XML began as a simplified subset of the Standard Generalized Markup Language (SGML), meant to be readable by people via semantic constraints; application languages can be implemented in XML. These include XHTML, RSS, MathML, GraphML, Scalable Vector Graphics, MusicXML, and others. Moreover, XML is sometimes used as the specification language for such application languages.

 

XML is recommended by the World Wide Web Consortium (W3C). It is a fee-free open standard. The recommendation specifies lexical grammar and parsing requirements.

 

HINTS for using XML in your solutions/projects

 

1.a Allowed characters in XML files

As <, > and &, have a special meaning in XML files (solutions, projects etc.) it is not allowed to use them in descriptions, titles etc.

Notice: in your XML files you have to substitute following operators:

     

 Examples:

  rule="a < b & c > b" - wrong

  rule="a &lt; b &amp; c &gt; b" - correct

 

  <description> ... uses Lintul2 & Slim</description> - wrong

  <description> ... uses Lintul2 &amp; Slim</description> - correct;

 

1.b Quotes within quotes in XML files

Obviously this can not work: title="A streetcar named "Desire"". To use quotes within xml attributes you have these alternatives:

- use single quotes for the qouted text: title="A streetcar named 'Desire'"

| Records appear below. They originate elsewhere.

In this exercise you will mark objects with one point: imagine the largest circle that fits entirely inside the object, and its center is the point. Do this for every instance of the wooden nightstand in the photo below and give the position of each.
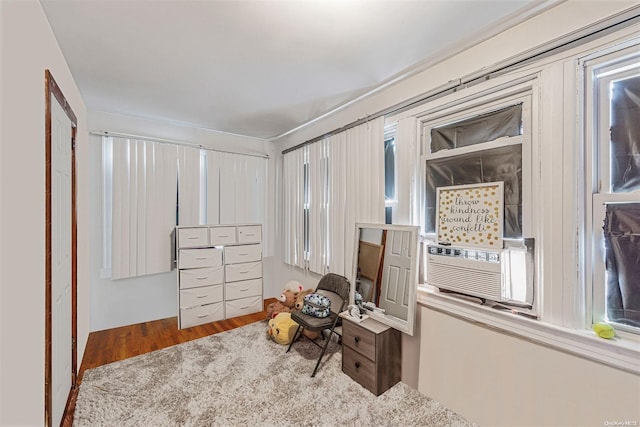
(371, 354)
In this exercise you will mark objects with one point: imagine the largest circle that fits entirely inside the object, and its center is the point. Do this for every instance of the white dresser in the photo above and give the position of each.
(219, 272)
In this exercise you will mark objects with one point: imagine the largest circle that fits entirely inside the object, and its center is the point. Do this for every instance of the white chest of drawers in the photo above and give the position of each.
(219, 272)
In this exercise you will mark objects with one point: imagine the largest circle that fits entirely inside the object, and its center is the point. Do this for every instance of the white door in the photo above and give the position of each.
(396, 277)
(61, 333)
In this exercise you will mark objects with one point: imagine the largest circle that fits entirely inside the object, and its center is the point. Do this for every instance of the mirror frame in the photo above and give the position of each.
(405, 326)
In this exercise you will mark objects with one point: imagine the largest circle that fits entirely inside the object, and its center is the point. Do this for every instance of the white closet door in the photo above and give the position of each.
(61, 346)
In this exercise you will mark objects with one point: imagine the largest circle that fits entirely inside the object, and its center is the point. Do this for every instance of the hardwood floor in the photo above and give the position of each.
(120, 343)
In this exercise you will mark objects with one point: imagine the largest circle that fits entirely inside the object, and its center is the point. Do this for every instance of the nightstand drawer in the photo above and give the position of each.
(201, 296)
(245, 271)
(192, 237)
(197, 258)
(243, 306)
(358, 367)
(196, 277)
(201, 314)
(242, 253)
(359, 339)
(245, 288)
(222, 236)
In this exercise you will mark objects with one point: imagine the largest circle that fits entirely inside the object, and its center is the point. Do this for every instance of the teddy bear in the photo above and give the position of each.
(292, 285)
(282, 328)
(300, 299)
(285, 304)
(298, 306)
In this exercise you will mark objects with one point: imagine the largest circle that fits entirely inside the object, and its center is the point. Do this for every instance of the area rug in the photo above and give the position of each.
(242, 378)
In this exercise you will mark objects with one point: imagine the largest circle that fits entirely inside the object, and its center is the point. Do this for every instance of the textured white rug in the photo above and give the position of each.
(241, 377)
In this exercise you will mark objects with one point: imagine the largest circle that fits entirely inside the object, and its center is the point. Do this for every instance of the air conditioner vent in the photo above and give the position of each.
(471, 277)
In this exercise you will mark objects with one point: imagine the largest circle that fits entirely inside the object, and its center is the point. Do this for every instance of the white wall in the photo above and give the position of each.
(27, 48)
(445, 358)
(501, 380)
(141, 299)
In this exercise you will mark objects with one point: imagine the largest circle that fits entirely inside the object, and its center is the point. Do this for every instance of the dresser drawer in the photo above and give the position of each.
(192, 237)
(240, 307)
(196, 258)
(359, 339)
(195, 277)
(245, 288)
(201, 314)
(358, 367)
(222, 235)
(249, 233)
(243, 253)
(201, 296)
(245, 271)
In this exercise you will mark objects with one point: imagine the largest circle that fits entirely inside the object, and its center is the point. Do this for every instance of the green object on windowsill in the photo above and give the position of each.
(604, 330)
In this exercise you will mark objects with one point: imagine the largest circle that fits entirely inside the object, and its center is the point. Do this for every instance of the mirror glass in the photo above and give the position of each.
(385, 272)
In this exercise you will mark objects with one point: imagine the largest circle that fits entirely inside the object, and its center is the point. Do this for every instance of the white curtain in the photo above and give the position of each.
(236, 188)
(143, 198)
(293, 208)
(357, 183)
(407, 183)
(317, 204)
(345, 186)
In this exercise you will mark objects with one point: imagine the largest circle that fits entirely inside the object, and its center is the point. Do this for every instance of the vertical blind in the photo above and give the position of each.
(345, 185)
(293, 209)
(143, 206)
(155, 186)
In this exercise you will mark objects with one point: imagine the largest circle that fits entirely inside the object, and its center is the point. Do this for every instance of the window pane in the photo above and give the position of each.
(390, 169)
(622, 244)
(625, 135)
(478, 129)
(498, 164)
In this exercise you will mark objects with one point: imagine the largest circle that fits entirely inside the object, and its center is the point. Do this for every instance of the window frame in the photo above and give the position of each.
(491, 99)
(556, 146)
(599, 71)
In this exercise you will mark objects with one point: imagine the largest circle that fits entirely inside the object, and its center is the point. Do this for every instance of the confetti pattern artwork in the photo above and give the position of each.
(471, 215)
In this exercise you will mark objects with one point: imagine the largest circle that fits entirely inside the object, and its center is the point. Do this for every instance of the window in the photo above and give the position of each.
(390, 200)
(482, 141)
(149, 187)
(490, 155)
(613, 103)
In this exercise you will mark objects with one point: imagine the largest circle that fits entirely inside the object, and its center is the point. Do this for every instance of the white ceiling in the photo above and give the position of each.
(259, 68)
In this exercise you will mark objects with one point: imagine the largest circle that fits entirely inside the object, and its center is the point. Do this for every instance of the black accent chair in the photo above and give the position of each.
(337, 289)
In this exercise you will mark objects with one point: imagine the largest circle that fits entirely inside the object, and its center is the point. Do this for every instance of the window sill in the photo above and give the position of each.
(618, 352)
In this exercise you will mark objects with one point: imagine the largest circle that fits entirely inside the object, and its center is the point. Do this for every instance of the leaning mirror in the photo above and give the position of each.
(385, 272)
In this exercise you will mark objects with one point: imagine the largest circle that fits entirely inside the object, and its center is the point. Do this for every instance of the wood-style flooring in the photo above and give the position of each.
(120, 343)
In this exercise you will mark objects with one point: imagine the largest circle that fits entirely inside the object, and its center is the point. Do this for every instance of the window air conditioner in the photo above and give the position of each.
(474, 272)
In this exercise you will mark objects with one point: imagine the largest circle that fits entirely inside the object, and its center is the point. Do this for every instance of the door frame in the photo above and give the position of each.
(52, 89)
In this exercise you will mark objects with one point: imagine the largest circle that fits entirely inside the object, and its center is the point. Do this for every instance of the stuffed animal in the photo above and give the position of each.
(291, 285)
(300, 299)
(282, 328)
(282, 306)
(298, 306)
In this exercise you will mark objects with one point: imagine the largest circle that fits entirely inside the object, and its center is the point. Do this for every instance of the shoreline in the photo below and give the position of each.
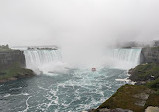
(143, 96)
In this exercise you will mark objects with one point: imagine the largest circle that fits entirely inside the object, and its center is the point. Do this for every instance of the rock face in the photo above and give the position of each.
(10, 57)
(150, 55)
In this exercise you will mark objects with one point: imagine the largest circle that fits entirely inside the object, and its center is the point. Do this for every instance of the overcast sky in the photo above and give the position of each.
(49, 22)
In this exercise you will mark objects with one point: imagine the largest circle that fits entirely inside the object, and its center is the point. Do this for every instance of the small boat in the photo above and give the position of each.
(93, 69)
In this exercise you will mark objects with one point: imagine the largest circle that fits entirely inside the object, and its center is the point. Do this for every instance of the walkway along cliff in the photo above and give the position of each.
(12, 65)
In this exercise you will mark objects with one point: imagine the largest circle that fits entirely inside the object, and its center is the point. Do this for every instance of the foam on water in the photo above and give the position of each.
(71, 90)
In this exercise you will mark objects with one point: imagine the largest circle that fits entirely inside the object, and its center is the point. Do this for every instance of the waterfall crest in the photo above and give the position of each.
(51, 60)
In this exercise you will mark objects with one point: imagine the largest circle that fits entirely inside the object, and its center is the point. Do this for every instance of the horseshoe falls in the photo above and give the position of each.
(59, 87)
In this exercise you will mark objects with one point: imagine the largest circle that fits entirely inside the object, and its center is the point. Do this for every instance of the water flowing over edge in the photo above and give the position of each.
(51, 61)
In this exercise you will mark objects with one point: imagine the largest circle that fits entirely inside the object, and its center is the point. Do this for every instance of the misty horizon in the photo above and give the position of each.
(58, 22)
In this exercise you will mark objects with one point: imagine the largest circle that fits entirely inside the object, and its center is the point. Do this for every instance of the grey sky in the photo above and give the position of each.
(47, 22)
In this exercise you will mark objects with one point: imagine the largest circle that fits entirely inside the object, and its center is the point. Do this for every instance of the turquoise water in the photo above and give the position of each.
(75, 91)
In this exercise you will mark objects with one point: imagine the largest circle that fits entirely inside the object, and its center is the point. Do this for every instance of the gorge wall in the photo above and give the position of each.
(150, 55)
(11, 57)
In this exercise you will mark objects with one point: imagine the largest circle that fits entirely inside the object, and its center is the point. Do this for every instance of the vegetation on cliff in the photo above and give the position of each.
(14, 72)
(12, 63)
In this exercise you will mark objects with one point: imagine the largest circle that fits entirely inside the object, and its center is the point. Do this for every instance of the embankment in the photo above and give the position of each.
(12, 65)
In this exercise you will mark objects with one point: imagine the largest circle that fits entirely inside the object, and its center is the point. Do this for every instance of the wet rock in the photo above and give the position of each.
(152, 109)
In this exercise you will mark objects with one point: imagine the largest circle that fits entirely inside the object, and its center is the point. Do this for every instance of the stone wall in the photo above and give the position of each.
(150, 55)
(11, 57)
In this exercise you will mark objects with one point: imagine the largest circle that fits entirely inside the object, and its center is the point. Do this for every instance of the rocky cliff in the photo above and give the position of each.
(12, 65)
(11, 57)
(150, 55)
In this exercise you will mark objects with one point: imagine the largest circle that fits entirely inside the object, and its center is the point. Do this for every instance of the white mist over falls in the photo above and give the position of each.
(87, 33)
(53, 61)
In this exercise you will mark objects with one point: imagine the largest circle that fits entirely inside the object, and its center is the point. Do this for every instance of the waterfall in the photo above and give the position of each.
(51, 60)
(41, 60)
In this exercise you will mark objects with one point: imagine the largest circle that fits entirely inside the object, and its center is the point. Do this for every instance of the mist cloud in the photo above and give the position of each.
(72, 22)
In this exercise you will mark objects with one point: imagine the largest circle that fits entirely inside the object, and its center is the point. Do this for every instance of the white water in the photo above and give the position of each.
(51, 60)
(44, 60)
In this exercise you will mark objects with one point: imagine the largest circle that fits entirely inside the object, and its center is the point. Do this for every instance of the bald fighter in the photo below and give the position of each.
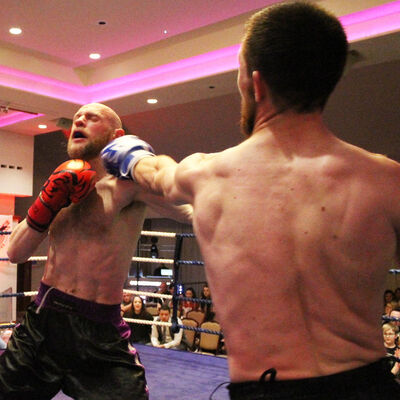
(325, 215)
(73, 337)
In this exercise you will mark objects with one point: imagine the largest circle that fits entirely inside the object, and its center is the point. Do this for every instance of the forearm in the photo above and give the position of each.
(154, 334)
(156, 174)
(23, 242)
(176, 340)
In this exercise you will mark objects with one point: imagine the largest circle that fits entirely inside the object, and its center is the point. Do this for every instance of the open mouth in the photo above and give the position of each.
(78, 135)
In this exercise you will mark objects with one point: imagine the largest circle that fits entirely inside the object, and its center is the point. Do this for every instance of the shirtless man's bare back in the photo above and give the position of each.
(77, 339)
(293, 215)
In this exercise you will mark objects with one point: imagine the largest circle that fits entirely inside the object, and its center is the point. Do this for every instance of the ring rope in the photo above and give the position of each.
(145, 322)
(138, 259)
(194, 300)
(19, 294)
(135, 292)
(143, 233)
(148, 294)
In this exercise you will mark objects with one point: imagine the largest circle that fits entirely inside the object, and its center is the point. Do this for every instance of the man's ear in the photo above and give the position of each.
(259, 86)
(118, 133)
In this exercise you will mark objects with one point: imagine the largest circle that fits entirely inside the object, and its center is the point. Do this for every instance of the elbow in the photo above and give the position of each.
(14, 257)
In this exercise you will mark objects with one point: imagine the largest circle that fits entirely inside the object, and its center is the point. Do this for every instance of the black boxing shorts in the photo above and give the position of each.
(372, 382)
(74, 345)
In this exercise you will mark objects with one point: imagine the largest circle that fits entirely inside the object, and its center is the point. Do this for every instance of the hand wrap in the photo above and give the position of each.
(70, 182)
(121, 155)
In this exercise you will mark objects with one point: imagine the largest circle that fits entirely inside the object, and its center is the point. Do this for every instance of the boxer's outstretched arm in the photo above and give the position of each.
(164, 176)
(71, 181)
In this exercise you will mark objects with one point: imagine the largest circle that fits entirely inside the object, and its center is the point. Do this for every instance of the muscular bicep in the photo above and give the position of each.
(23, 242)
(189, 174)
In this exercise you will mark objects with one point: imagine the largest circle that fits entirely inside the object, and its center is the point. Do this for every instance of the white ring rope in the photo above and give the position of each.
(148, 322)
(148, 294)
(136, 292)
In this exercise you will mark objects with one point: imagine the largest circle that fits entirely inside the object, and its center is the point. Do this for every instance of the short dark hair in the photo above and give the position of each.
(300, 50)
(165, 307)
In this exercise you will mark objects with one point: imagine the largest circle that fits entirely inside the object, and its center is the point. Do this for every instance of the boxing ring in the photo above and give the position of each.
(169, 373)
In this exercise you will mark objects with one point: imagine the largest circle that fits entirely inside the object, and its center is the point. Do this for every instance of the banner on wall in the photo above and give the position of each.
(5, 226)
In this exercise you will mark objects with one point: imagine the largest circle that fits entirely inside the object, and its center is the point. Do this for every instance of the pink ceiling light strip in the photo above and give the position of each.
(363, 24)
(16, 117)
(188, 69)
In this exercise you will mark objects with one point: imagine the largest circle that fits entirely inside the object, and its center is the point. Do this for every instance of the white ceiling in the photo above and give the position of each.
(46, 70)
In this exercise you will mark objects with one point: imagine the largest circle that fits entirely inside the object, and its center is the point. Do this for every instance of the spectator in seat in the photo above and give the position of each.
(140, 333)
(162, 336)
(187, 305)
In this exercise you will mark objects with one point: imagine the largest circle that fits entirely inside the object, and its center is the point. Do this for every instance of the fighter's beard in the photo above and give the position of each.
(89, 151)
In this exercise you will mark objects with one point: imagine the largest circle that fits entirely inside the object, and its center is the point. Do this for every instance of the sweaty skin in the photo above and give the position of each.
(91, 243)
(297, 240)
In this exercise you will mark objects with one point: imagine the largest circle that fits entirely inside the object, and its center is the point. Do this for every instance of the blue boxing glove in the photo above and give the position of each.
(121, 155)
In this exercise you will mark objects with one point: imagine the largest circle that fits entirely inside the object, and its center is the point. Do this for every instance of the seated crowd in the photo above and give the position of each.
(133, 307)
(391, 329)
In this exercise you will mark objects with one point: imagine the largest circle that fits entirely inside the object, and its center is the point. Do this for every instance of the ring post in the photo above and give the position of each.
(177, 255)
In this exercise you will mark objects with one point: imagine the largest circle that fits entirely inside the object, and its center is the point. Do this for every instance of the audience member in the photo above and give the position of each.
(392, 350)
(5, 335)
(387, 310)
(396, 314)
(187, 305)
(162, 336)
(140, 333)
(207, 309)
(163, 289)
(126, 301)
(389, 297)
(397, 296)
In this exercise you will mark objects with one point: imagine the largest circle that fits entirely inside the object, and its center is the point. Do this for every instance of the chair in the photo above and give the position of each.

- use single quotes to enclose the attribute: title='A streetcar named "Desire"'

- use &quot; for ": title="A streetcar named &quot;Desire&quot;"

 

2. Order of attributes for ressources

Technically the order of attributes does not matter, but for readability one should keep an order, like:

       1. id

       2. datatype

       3. unit

       4. description

 5a. key    ( for <res>)

 5b. rule   (for <mgm>, <out> etc.)

 5c. source (in <inputs>

 

3. When to add units=""

       - Has the variable a dimension / is used for calculation? - yes

 - Is the variable a DATE, a CHAR, a BOOLEAN or acts as a switch? - no

 

4. Where to add units?

       - to <var> and <dyn>

 - to <res>

 - to <parameter> (variables fom datafiles that are in xml-format)

 

5. Where units should be omitted?

 - input (unit is determined by the SimVariable)

       - out (unit is determined by the SimVariable)

 

Correctness

 

An XML document has two correctness levels:

 

Well-formed. A well-formed document conforms to the XML syntax rules; e.g. if a start-tag (< >) appears without a corresponding end-tag (</>), it is not well-formed. A document not well-formed is not in XML; a conforming parser is disallowed from processing it.

Valid. A valid document additionally conforms to semantic rules, either user-defined or in an XML schema, especially DTD; e.g. if a document contains an undefined element, then it is not valid; a validating parser is disallowed from processing it.

 

Well-formedness

 

If only a well-formed element is required, XML is a generic framework for storing any amount of text or any data whose structure can be represented as a tree. The only indispensable syntactical requirement is that the document has exactly one root element (also known as the document element), i.e. the text must be enclosed between a root start-tag and a corresponding end-tag, known as a "well-formed" XML document:

 

xml_fig1

 

The root element can be preceded by an optional (for XML 1.0 only) XML declaration element stating what XML version is in use (normally 1.0); it might also contain character encoding and external dependencies information. Starting with XML version 1.1, this declaration becomes mandatory. This is necessary, as an XML document without an XML declaration is assumed to be a version 1.0 document.

 

xml_fig2

 

Comments can be placed anywhere in the tree, including in the text if the content of the element is text or #PCDATA.

 

xml_fig3

 

XML comments start with <!-- and end with -->. Two consecutive dashes (--) may not appear anywhere in the text of the comment.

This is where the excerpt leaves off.